Without Chuck Berry, the Beatles probably would not have been where it is today because during their starting phase they were popular not only for their original creation but they were known because of their covers of Berry songs. Even after they became successful, Berry’s influence could be seen in the Beatles’ tracks. In fact, one of John Lennon’s written songs “Come Together” had a line from Berry’s song You Can’t Catch Me so Lennon was sued.
Paul was also hugely influenced by Berry and he also pinched and used the bass riff from Berry’s song. So from which Berry song did Paul pinch the bass riff, another question is in which song did he use it? well, that is what we are here to diss in this piece.
The Chuck Berry bassline that Paul McCartney used
The bass guitar was introduced just some years before Paull started playing it. And even during his early Beatles days, he felt it a bit hard to play and sing at the same time which is the reason in the early tracks of The Beatles there are pretty simple bass riffs. He said in an interview that it was hard for him to sing because of some melodic parts.
However, he started putting more effort and cracked how to sing as well as play bass riffs. Furthermore, as mentioned we can see Berry’s influence in several of the Beatles’ tracks however, there is one song where Paul took a bassline from Berry’s song “I’m Talking About You” and used it in their song “I Saw Her Standing There.” He told Beat Instrumental in a 1992 interview, “Here’s one example of a bit I pinched from someone: I used the bass riff from ‘I’m Talking About You’ by Chuck Berry in ‘I Saw Her Standing There’, I played exactly the same notes as he did, and it fitted our number perfectly. Even now, when I tell people, I find few of them believe me; therefore, I maintain that a bass riff hasn’t got to be original.” Well, the bassline was not written by Berry either, it was actually written by Berry’s bass player Reggie Boyd but since it was from Berry’s song, Paul credited it to Berry.

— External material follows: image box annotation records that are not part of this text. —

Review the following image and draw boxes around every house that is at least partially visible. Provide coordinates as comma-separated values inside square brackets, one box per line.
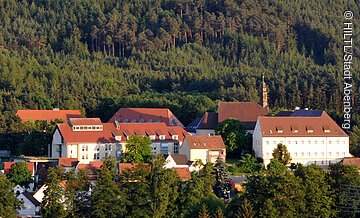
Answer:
[342, 157, 360, 169]
[16, 191, 40, 217]
[165, 154, 192, 168]
[49, 118, 189, 164]
[58, 157, 79, 172]
[253, 111, 351, 165]
[194, 77, 269, 135]
[16, 108, 82, 122]
[108, 108, 184, 127]
[180, 135, 226, 163]
[76, 161, 104, 180]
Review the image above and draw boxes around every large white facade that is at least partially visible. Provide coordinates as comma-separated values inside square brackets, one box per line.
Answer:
[253, 117, 351, 165]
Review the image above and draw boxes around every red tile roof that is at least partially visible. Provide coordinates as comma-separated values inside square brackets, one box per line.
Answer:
[59, 157, 79, 167]
[185, 135, 225, 149]
[218, 102, 269, 122]
[197, 112, 218, 129]
[16, 109, 82, 122]
[78, 161, 104, 175]
[57, 120, 189, 143]
[172, 168, 191, 181]
[118, 163, 149, 174]
[69, 118, 102, 126]
[4, 162, 34, 174]
[342, 157, 360, 167]
[259, 111, 348, 137]
[108, 108, 183, 126]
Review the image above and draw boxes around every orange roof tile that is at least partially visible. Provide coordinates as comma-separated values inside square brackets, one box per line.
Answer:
[259, 111, 348, 137]
[108, 108, 183, 126]
[16, 109, 82, 122]
[4, 162, 34, 174]
[185, 135, 225, 149]
[218, 102, 269, 122]
[57, 120, 189, 143]
[172, 168, 191, 181]
[69, 118, 102, 125]
[78, 161, 104, 175]
[59, 157, 79, 167]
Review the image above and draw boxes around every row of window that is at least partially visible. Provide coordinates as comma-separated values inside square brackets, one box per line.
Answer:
[255, 140, 346, 145]
[73, 126, 103, 131]
[265, 152, 345, 157]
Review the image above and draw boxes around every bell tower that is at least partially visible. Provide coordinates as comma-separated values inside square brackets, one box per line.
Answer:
[260, 75, 268, 107]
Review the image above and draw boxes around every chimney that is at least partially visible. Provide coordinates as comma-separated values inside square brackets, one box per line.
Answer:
[260, 75, 268, 107]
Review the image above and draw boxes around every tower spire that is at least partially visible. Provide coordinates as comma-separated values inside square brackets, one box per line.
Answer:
[260, 74, 268, 107]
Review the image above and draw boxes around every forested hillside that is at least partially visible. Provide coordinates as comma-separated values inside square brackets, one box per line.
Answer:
[0, 0, 360, 153]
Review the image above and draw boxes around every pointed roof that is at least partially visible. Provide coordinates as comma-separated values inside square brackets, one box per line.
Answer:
[185, 135, 225, 149]
[258, 111, 348, 137]
[16, 109, 82, 122]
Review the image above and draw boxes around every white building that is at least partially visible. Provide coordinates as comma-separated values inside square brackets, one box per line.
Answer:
[49, 118, 188, 164]
[253, 111, 351, 165]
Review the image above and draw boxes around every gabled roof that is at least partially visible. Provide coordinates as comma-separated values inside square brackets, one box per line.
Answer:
[108, 108, 183, 127]
[16, 109, 82, 122]
[22, 191, 40, 207]
[258, 111, 348, 137]
[4, 162, 34, 174]
[218, 102, 269, 123]
[69, 118, 102, 125]
[196, 112, 218, 129]
[185, 135, 225, 150]
[118, 163, 150, 174]
[169, 154, 188, 165]
[57, 119, 189, 143]
[172, 167, 191, 181]
[77, 161, 104, 176]
[59, 157, 79, 167]
[342, 157, 360, 167]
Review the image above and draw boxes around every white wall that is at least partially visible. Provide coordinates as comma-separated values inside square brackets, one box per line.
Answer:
[16, 194, 36, 215]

Furthermore, there are several other songs where Paul used a bassline that was written by others. And talking about Berry, it seems that The Beatles were huge fans of the father of rock and roll, Lennon once said when talking about Chuck, “If you had to give rock and roll another name, you might call it Chuck Berry.” Moreover, The Beatles also performed Berry’s song I’m Talking About You when they appeared on BBC.